That Luke Saxton’s debut album contains a song dedicated to Harry Nilsson should come as no little surprise. Sat as he is on the front cover of Sunny Sadness in some English country garden, the fresh-faced, sandy haired nineteen year old singer-songwriter and multi-instrumentalist from York could very easily be mistaken for that late, great nearly-man of pop from New York in his younger days. From a very early age both men were prodigious of talent and prolific in their output (whilst this is Luke Saxton’s first official album release, since he first started writing material some twelve years ago he is reputed to have recorded approximately four hundred songs and more than twenty albums in the confines of his bedroom). And Saxton and Nilsson also share an unerring ability to write quite the most sumptuous of pop tunes that are shot through with the hurt of desolation and sorrow.
As its title suggests, Sunny Sadness presents as an apparent dichotomy. Saxton uses the emotional fallout from a broken relationship as one of the principal sources of inspiration for this record.

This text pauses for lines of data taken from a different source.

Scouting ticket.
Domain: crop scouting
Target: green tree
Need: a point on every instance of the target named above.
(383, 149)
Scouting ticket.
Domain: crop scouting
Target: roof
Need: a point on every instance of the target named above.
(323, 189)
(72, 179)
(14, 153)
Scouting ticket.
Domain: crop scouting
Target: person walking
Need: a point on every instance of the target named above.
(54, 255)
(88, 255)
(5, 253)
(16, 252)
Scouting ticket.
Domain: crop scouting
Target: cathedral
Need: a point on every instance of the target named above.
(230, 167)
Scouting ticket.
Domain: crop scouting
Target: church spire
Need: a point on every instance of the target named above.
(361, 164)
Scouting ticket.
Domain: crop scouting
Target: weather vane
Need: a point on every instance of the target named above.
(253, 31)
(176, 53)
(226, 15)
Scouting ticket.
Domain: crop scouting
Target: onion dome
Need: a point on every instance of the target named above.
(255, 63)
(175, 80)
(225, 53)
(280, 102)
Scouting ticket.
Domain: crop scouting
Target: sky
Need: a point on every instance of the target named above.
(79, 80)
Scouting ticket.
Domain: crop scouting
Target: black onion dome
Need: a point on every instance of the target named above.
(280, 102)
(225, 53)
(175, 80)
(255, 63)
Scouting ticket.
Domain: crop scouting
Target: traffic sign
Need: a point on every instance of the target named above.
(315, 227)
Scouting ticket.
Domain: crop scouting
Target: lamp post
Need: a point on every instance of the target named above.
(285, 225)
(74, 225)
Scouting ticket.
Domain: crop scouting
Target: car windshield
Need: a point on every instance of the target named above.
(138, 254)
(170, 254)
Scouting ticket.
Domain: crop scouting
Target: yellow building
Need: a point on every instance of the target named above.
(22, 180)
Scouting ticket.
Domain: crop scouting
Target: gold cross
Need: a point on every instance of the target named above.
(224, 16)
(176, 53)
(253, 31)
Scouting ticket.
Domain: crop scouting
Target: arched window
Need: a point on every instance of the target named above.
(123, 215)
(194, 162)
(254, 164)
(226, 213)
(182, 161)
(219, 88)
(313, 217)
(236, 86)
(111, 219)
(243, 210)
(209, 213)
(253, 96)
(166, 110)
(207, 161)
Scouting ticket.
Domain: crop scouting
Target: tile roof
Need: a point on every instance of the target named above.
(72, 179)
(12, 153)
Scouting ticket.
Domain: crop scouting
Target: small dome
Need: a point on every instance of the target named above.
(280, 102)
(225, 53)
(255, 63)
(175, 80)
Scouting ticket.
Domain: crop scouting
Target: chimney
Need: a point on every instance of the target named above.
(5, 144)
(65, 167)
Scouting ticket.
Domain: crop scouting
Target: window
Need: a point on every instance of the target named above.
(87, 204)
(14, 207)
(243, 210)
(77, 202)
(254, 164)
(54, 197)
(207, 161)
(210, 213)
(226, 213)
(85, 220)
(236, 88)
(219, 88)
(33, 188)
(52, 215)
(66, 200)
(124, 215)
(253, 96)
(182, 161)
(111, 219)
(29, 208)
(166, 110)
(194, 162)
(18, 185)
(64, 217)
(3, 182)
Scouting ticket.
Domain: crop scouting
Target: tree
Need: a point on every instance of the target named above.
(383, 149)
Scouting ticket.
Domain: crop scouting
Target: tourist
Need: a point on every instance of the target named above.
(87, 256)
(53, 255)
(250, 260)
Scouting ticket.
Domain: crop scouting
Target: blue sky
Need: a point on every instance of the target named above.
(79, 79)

Yet in a bold step that takes him beyond the broad thrust of most confessional singer-songwriters, he then houses these lyrical themes in melodies and arrangements that speak of hope and optimism for the future.
Opening song ‘Anything I Can Do’ sets these contrasting wheels in motion. “The clouds are drifting by and so are we” Saxton emotes, his loneliness and anguish lurking just beneath the surface of the breezy sleight of hand effected by the song’s melody. ‘By The Bench’ reminisces about happier times though there is little joy in Saxton’s recollections as he tries to sidestep any emotional connection he may have to them.

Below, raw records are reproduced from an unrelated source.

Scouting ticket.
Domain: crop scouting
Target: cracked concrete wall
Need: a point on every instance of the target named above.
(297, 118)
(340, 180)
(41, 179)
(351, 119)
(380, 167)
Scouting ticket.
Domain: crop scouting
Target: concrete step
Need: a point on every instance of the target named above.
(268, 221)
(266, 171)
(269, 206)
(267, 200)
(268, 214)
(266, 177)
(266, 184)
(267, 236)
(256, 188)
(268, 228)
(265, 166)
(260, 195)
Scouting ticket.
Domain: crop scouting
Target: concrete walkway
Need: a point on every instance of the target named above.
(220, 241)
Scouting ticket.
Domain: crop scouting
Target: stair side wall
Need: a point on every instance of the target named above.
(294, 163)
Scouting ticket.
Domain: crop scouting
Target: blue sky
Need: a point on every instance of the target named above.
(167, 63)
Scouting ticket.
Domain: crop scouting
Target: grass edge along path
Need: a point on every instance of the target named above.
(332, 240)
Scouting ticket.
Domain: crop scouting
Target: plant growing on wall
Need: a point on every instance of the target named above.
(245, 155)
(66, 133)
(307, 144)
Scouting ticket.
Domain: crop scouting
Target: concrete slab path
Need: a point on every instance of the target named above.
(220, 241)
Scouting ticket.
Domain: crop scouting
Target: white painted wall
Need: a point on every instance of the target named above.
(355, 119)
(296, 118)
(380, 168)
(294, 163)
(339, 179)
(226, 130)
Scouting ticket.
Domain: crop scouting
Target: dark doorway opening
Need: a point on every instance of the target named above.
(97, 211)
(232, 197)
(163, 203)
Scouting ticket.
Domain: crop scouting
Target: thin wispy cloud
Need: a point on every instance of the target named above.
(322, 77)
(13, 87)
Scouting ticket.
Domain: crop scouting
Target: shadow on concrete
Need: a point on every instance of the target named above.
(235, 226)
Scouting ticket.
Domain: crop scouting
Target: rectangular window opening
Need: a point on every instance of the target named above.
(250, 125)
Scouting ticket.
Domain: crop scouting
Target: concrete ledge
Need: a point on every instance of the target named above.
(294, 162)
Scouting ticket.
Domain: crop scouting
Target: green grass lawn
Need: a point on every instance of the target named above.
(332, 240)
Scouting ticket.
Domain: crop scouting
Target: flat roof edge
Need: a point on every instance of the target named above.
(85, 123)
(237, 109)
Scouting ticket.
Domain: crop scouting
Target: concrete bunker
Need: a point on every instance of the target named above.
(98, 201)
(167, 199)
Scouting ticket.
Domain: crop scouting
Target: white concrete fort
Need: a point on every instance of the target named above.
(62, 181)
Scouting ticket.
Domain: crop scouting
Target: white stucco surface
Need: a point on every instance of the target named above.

‘Song For Harry Nilsson’ is a tune that the man in whose honour it is written would have been extremely proud of. It skips along without missing a beat, the spring in its melodic step deftly concealing the pain that Saxton still clearly feels. ‘My Dear’ – a shining feature of his recent solo live performances – may well mine a similar emotional seam but it is hoisted well above any real sense of sentimentality or self-pity by virtue of some gloriously uplifting electric guitar.

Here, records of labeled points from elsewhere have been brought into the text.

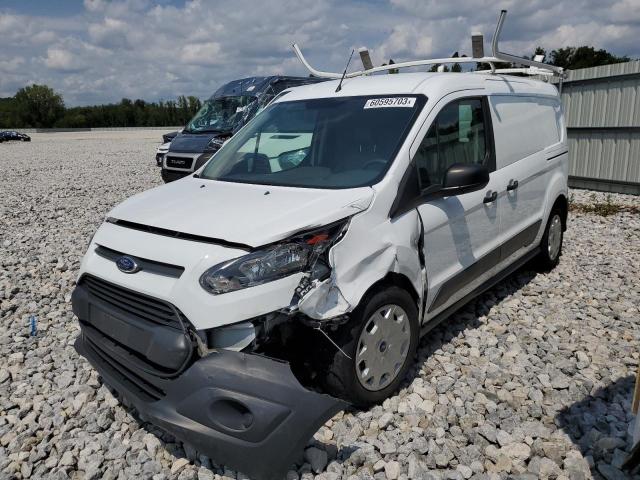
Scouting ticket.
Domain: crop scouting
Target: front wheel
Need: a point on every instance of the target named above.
(551, 243)
(377, 345)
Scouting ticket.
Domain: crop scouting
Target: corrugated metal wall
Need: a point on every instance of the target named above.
(602, 110)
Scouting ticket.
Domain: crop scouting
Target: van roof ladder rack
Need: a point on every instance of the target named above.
(534, 67)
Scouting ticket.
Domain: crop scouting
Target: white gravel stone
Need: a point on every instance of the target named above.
(532, 379)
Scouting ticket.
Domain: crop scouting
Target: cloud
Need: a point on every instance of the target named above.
(109, 49)
(62, 60)
(201, 53)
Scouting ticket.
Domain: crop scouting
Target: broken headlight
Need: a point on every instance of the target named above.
(296, 254)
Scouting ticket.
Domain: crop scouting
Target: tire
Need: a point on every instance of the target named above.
(343, 375)
(551, 243)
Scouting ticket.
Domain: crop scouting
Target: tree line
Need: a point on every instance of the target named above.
(38, 106)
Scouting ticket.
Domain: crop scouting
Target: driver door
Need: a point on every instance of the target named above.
(461, 232)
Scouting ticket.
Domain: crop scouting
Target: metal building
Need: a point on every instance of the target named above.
(602, 110)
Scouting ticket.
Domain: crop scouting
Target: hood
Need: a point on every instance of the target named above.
(191, 142)
(253, 215)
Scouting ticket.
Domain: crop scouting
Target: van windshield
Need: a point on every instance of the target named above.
(320, 143)
(220, 114)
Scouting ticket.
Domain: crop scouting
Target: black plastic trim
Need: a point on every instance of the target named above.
(247, 412)
(152, 266)
(154, 347)
(174, 234)
(446, 313)
(484, 264)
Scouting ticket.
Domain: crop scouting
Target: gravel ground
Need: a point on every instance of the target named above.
(532, 380)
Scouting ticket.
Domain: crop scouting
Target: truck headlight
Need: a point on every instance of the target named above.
(296, 254)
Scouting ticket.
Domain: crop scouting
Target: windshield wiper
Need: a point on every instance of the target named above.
(215, 130)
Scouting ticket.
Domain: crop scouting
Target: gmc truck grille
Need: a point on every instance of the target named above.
(179, 162)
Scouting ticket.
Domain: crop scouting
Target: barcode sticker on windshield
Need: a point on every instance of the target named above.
(390, 102)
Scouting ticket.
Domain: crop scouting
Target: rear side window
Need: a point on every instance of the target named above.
(458, 135)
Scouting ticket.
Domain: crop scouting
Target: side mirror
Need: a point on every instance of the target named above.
(464, 178)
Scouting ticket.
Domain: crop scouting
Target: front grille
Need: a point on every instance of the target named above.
(179, 162)
(151, 266)
(147, 308)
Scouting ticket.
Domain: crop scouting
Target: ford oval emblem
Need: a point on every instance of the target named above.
(127, 265)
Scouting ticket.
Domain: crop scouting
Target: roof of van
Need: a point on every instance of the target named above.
(255, 85)
(433, 85)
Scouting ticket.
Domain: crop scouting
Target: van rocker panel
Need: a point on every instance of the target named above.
(245, 411)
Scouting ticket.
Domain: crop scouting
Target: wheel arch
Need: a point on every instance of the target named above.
(562, 203)
(393, 279)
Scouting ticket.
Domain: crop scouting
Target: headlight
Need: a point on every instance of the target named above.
(280, 260)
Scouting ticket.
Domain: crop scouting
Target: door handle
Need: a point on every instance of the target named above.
(513, 184)
(490, 197)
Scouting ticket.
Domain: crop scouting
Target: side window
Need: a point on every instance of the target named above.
(456, 136)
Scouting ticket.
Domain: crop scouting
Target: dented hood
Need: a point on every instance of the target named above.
(242, 213)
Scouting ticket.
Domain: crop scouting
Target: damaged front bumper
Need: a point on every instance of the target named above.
(245, 411)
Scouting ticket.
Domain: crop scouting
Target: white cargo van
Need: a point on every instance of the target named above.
(240, 307)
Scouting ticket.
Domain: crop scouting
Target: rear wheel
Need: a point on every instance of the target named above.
(378, 344)
(551, 243)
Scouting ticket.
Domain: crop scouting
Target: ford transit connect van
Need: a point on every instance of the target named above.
(243, 306)
(228, 110)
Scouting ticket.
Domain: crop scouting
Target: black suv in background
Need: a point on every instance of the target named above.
(13, 135)
(228, 110)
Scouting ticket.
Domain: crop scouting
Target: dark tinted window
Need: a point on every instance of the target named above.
(456, 136)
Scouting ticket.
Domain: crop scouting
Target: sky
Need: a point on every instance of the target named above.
(100, 51)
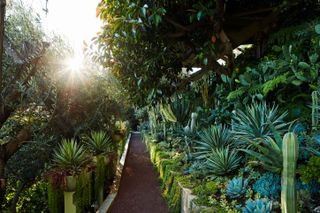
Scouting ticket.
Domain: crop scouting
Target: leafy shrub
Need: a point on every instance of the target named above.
(98, 143)
(222, 161)
(268, 185)
(237, 187)
(257, 206)
(256, 119)
(313, 186)
(70, 156)
(215, 137)
(204, 190)
(310, 171)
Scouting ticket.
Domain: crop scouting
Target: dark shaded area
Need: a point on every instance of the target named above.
(139, 188)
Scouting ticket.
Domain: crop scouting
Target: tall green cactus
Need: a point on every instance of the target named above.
(288, 181)
(193, 121)
(315, 110)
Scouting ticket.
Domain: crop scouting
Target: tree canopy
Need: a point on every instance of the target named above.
(146, 43)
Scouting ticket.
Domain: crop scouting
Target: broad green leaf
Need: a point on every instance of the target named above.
(303, 65)
(317, 28)
(144, 12)
(200, 15)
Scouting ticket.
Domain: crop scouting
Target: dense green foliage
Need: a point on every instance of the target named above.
(268, 185)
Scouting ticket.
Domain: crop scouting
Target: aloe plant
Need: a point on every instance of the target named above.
(256, 120)
(290, 148)
(257, 206)
(215, 137)
(237, 187)
(222, 161)
(99, 143)
(70, 156)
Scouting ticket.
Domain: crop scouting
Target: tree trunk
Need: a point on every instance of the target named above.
(2, 181)
(2, 17)
(16, 197)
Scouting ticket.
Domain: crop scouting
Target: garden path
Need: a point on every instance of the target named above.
(139, 190)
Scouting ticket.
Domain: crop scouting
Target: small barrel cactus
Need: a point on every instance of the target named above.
(237, 187)
(257, 206)
(268, 185)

Not only did Luke Saxton write all of Sunny Sadness, he also plays every single instrument on it. His bright simple piano melody lights up ‘Spring Is Here’ and reflects the song’s inherent sense of desire, the impact of which he repeats to mesmerising effect on the album’s majestic title track. Rather than keep it hidden, as he had done earlier on the record, here Saxton allows his narrative voice to be fully integrated into the music. And with this Sunny Sadness is ultimately a triumph of hope over despair, something that even Harry Nilsson was not able to fully achieve in his lifetime.
Sunny Sadness will be released on 24th November 2014 through Bad Paintings and The Inkwell, the York vinyl record and book shop.